From Wall Street to Main Street, electric scooters are making a quiet (but sometimes dangerous) debut. This eco-friendly method of transportation enables riders to navigate traffic-clogged urban streets quickly and inexpensively. However, the emergence of so-called "e-scooters" could also have important drawbacks when they're used for business purposes.
Smartphone apps have revolutionized transportation in dozens of U.S. cities. First, Uber and Lyft disrupted the rental car and taxi industries. Now, startups — like Bird, Lime and Skip — are offering e-scooters for a daily or monthly fee to people via simple mobile apps. Rather than owning or renting a specific scooter, e-scooter drivers have access to hundreds of dockless units that can be conveniently picked up and dropped off almost anywhere in town.
The trend has raised concerns on several fronts, especially worries about the physical hazards inherent in riding them. Rehabilitation medicine practitioners warn that riders scooting around at "break-neck speeds" are at risk of breaking their necks — or those of pedestrians they plow into.
Scooters tend to be harder than bicycles and motorcycles for automobile drivers to notice. Plus, riders are fully exposed in a collision and can't compete with the momentum of a moving car or truck. To make matters worse, few scooter riders wear helmets.
If one of your employees suffers or causes a severe injury (or death) while commuting to work, the tragedy would have no different legal implications for you than if the accident had occurred in an automobile. Yet some urban employers have started furnishing employees with scooters to use for business purposes.
Who's liable if an employee running a work-related errand — such as delivering products to customers, driving to a store to purchase supplies, or making sales calls — gets into an accident while driving a scooter?
E-scooters haven't been on the scene long enough for a body of case law to have built up around who assumes liability for damages from work-related scooters accidents. However, lawyers indicate that the same principles likely apply to e-scooter accidents as accidents involving other kinds of vehicles, such as cars, vans and light-weight trucks.
Don't expect an e-scooter rental company to assume any liability for work-related accidents. Instead, your workers' compensation policy will probably cover injuries to an employee-driver involved in a work-related e-scooter accident.

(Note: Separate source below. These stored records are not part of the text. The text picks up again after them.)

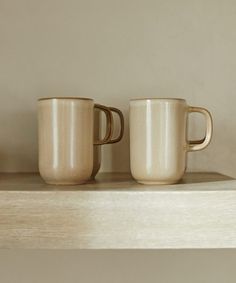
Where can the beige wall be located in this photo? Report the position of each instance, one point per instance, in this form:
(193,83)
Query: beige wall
(112,51)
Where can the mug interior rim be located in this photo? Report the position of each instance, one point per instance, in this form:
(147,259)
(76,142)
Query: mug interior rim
(67,97)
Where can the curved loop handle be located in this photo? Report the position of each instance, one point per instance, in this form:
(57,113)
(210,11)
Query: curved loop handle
(203,143)
(109,124)
(121,117)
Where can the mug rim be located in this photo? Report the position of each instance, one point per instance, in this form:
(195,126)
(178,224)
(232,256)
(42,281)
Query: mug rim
(66,97)
(158,98)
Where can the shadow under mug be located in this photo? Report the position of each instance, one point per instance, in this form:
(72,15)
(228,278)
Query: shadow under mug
(66,138)
(159,139)
(97,134)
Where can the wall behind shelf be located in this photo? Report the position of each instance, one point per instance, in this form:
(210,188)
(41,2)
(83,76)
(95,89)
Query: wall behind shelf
(112,51)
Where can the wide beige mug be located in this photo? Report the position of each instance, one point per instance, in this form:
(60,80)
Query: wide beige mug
(66,138)
(159,139)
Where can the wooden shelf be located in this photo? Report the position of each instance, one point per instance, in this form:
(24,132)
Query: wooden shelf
(115,212)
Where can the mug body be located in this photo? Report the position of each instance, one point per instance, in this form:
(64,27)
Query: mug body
(158,140)
(66,128)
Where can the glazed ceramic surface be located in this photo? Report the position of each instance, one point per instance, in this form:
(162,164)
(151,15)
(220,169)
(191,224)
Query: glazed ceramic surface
(97,155)
(158,139)
(66,139)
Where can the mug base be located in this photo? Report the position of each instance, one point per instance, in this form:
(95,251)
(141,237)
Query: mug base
(159,183)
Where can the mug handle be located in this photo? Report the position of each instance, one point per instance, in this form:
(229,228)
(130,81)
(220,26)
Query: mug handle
(203,143)
(121,117)
(109,124)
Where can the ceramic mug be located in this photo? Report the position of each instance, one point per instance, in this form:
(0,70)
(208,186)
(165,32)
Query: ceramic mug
(97,134)
(158,139)
(66,138)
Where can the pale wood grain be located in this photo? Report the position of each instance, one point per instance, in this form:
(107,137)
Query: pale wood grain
(116,212)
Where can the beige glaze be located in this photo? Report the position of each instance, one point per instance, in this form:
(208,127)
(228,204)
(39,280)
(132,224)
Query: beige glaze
(66,139)
(97,155)
(158,139)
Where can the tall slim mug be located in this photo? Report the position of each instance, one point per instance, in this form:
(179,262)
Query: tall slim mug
(159,140)
(66,138)
(97,156)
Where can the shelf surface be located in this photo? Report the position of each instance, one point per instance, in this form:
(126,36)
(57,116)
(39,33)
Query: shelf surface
(114,212)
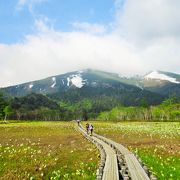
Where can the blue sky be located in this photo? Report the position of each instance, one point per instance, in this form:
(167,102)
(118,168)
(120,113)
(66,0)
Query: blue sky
(18,20)
(42,38)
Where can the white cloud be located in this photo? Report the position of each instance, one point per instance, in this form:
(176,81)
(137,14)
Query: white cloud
(90,28)
(144,20)
(29,3)
(145,37)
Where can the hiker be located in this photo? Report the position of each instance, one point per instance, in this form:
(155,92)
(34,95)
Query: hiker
(78,121)
(91,129)
(87,128)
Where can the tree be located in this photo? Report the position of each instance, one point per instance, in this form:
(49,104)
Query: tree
(3,104)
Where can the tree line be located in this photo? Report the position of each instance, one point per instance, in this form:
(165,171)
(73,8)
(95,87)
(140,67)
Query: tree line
(42,107)
(168,110)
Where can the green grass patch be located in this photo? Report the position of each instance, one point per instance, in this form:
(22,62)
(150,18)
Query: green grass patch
(45,150)
(157,144)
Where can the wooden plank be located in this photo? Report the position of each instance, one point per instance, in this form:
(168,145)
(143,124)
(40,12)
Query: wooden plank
(135,169)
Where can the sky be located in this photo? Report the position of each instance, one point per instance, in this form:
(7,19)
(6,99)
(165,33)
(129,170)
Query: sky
(41,38)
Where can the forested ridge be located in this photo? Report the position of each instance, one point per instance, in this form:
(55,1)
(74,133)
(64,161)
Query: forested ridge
(101,107)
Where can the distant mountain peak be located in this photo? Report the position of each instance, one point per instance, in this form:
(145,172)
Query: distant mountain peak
(159,75)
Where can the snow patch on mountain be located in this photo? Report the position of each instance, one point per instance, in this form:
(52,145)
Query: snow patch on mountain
(54,82)
(77,81)
(30,86)
(159,76)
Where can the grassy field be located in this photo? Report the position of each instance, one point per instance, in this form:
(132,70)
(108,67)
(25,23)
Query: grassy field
(157,144)
(45,150)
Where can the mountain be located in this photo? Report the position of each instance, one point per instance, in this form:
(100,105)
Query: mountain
(164,83)
(75,86)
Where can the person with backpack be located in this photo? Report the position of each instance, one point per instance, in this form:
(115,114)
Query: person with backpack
(78,121)
(87,128)
(91,129)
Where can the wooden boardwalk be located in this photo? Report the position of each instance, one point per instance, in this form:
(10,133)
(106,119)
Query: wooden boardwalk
(130,168)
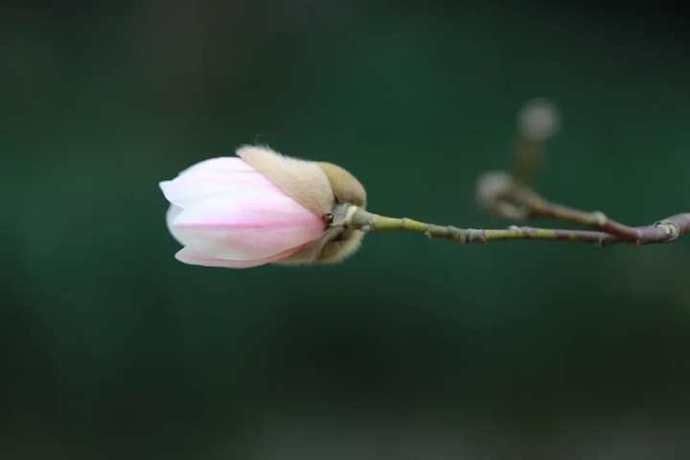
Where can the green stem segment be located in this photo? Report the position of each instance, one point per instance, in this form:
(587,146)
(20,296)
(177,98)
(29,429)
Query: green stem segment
(667,230)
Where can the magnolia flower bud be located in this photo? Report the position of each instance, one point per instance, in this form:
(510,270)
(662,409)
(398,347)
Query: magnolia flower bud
(258,208)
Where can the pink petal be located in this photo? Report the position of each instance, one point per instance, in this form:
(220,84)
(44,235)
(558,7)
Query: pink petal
(188,256)
(211,177)
(246,228)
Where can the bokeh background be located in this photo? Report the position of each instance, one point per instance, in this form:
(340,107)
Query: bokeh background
(411,349)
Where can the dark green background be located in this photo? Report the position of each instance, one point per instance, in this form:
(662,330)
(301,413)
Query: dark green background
(412,348)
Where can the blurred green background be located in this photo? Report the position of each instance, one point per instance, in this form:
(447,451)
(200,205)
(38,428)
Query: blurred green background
(412,348)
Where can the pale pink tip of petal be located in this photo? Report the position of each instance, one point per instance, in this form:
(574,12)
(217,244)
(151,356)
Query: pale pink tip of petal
(189,256)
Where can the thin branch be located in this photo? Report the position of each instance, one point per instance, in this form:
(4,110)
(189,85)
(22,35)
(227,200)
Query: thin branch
(353,217)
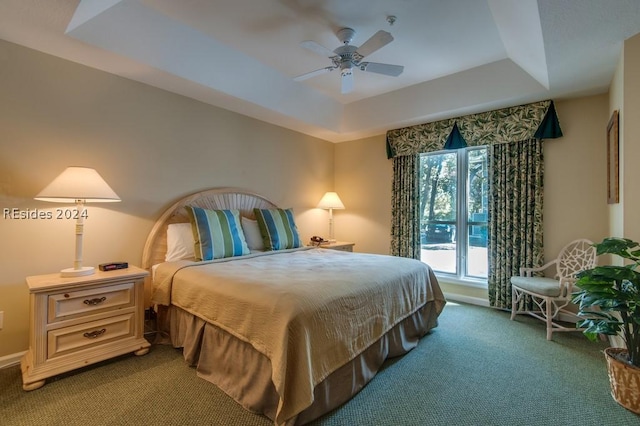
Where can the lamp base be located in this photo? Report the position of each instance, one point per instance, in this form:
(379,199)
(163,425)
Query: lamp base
(72,272)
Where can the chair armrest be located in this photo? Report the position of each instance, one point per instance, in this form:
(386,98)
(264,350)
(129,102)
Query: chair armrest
(526,272)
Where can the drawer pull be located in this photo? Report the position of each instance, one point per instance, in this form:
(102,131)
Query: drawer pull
(95,301)
(95,334)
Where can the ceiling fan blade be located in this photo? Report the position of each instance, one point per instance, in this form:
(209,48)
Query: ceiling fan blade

However, workers' compensation insurance generally doesn't cover injuries that an employee causes to others while driving (or, presumably, scootering) for work. However, your general business liability insurance should step in. Now might be a good time to review the fine print of your liability policy with an insurance professional.
Preventing accidents is better than waiting for disaster to strike and then relying on insurance. A paid claim can't undo the harm caused by a serious accident. A strict vehicle use policy is your front-line defense against work-related vehicle accidents, whether involving scooters or other kinds of vehicles.
Effective policies may include the following provisions, among others:
Your attorney might suggest additional policy provisions, such as general statements concerning the necessity of operating vehicles in a safe manner and at speeds consistent with legal speed limits and adverse driving conditions, such as rain, intense wind or snow.
Important note: Local laws governing e-scooters may vary. Some jurisdictions require drivers to wear helmets. Some require riders to operate scooters on the streets, and others limit them to sidewalks. Familiarize yourself with the rules in your area before you establish or update your vehicle use policy.
E-scooters offer many upsides: They're eco-friendly, cost efficient and convenient. But there are also some potential hazards that you need to address before encouraging your employees to jump onto scooters.